I: Inflammatory Bowel Disease is an existing MDS item added to the 5-day PPS Assessment and IPA.

Concurrent & Group Therapy Limit

The PDPM combined limit for both concurrent (1 therapist with 2 patients doing different activities) and group therapy (1 therapist with 2–6 patients doing the same or similar activities) can’t equal more than 25% of the therapy that SNF patients get for each therapy discipline.

The PPS Discharge Assessment checks therapy limit compliance and includes the number of minutes per mode, per discipline, for the entire PPS stay.

Interrupted SNF Stay Policy

An interrupted SNF stay happens when a patient leaves Part A-covered SNF care, then readmits to Part A-covered SNF care in the same SNF (not a different SNF) within the interruption window.

Note: If a resident drops to a non-skilled level of care or leaves Part A SNF care, we consider the patient discharged because of the interrupted stay policy, even if the patient remains in the facility.

The interruption window is a 3-day period starting on the first non-covered day after a Part A-covered SNF stay and ending at 11:59 pm on the third consecutive non-covered day.

The first non-covered day may be different if the patient leaves the facility or Part A coverage:

  • If the patient physically leaves the SNF, the first interruption window is the departure day
  • If the patient stops Part A coverage but stays in the SNF, the first interruption window is the day after the final Part A coverage day

If the patient meets both conditions, we consider the subsequent stay a continuation of the last interrupted stay because of VPD and assessment schedules:

  • The VPD schedule continues from the last discharge day. For example, if the SNF patient discharges from Part A on day 17 (in other words, day 17 was the last covered SNF day), payment rates start on day 18 upon readmission.
  • The assessment schedule continues from the Part A discharge day.
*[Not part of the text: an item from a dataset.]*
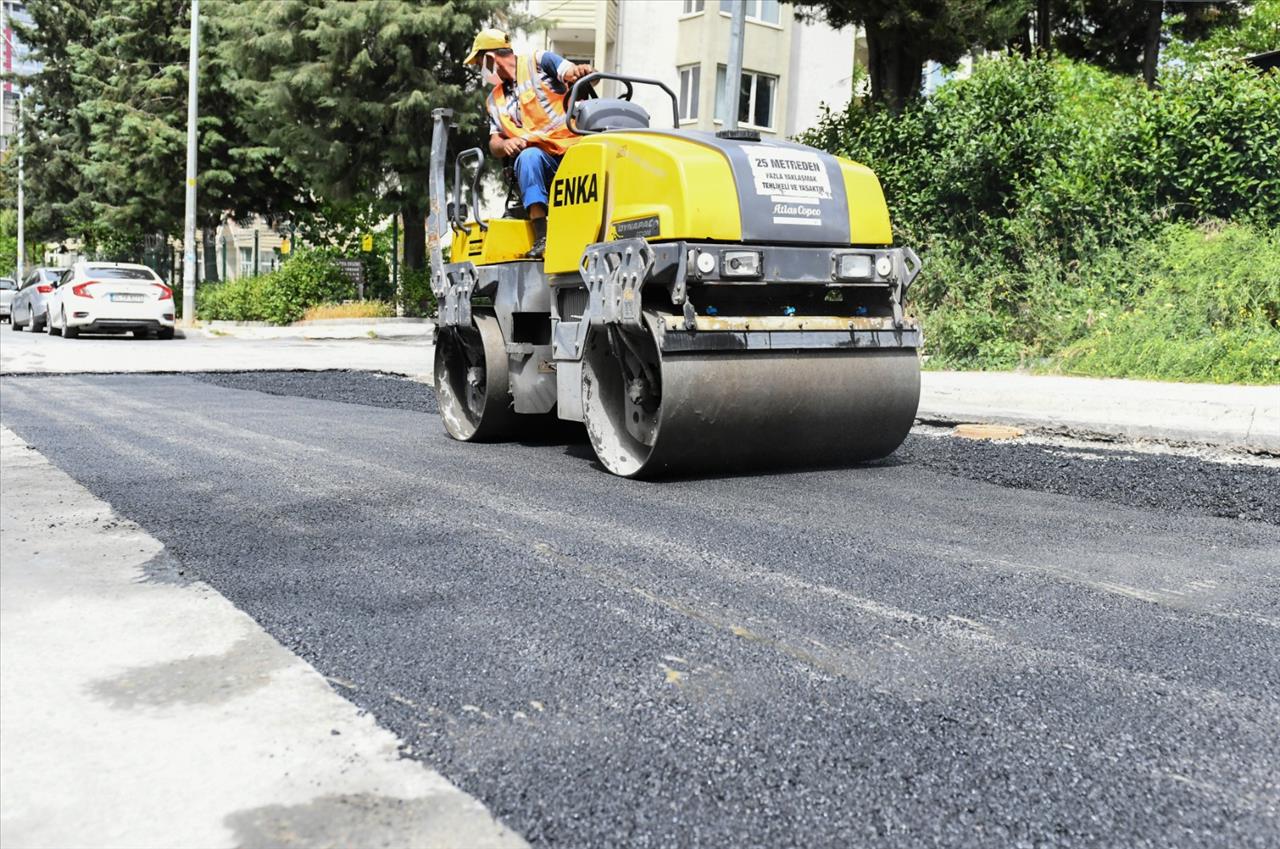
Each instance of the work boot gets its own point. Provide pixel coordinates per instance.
(539, 247)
We don’t require a new 5-day assessment when the patient readmits, but the provider may decide to complete the IPA.

If the patient readmits to the same SNF outside the interruption window or the patient readmits to a different SNF (regardless of length of time between stays), the interrupted stay policy doesn’t apply, and we consider the subsequent stay a new stay. In these cases, the VPD schedule resets to day 1 payment rates, and the assessment schedule also resets to day 1, requiring a new 5-day assessment.
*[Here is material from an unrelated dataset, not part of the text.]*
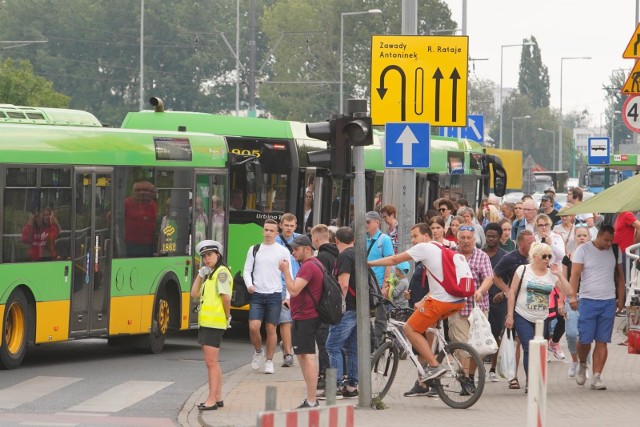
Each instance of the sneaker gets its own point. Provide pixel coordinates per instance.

Administrative Level of Care Presumption Under PDPM

SNF PPS administrative presumption automatically classifies a patient who’s correctly assigned 1 of the designated, more intensive case-mix classifiers on the 5-day PPS assessment to a SNF level of care through the assessment reference date.
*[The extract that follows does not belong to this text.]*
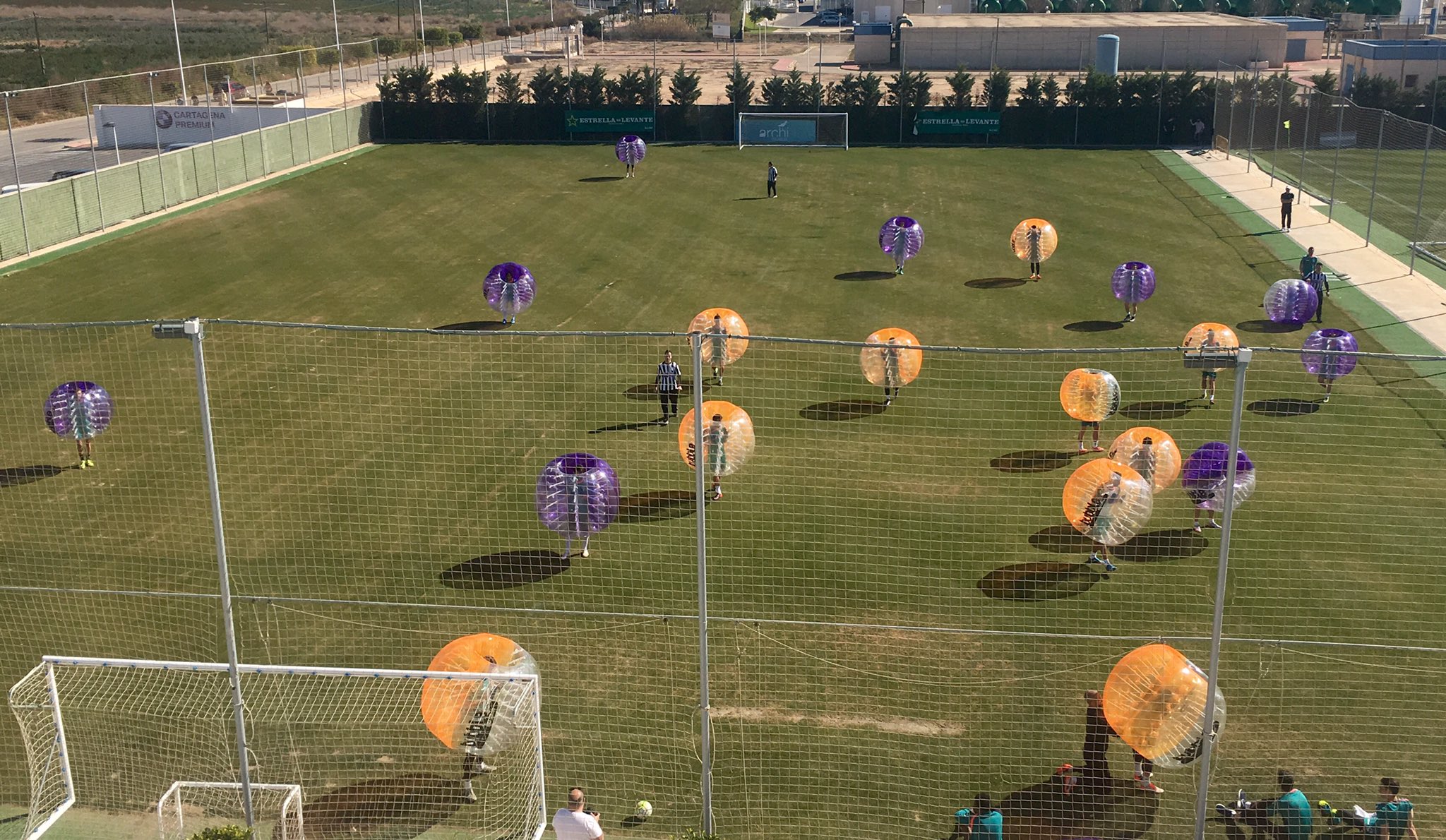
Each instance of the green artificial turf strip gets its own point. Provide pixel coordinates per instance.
(386, 467)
Patients not assigned to a designated classifier get an individual determination using existing administrative criteria. This doesn’t automatically classify as meeting or not meeting the level of care definition.

PDPM classifiers designated under this administrative presumption include:

  • Nursing groups covered by Extensive Services, Special Care High, Special Care Low, and Clinically Complex nursing categories
  • PT and OT groups TA, TB, TC, TD, TE, TF, TG, TJ, TK, TN, and TO
  • SLP groups SC, SE, SF, SH, SI, SJ, SK, and SL
  • NTA component’s uppermost (12+) comorbidity group

PDPM Payment for AIDS Patients

PDPM focuses AIDS patient costs by assigning the highest classification point value (8 points) of any condition or service under its NTA component and adds 18% to the nursing component.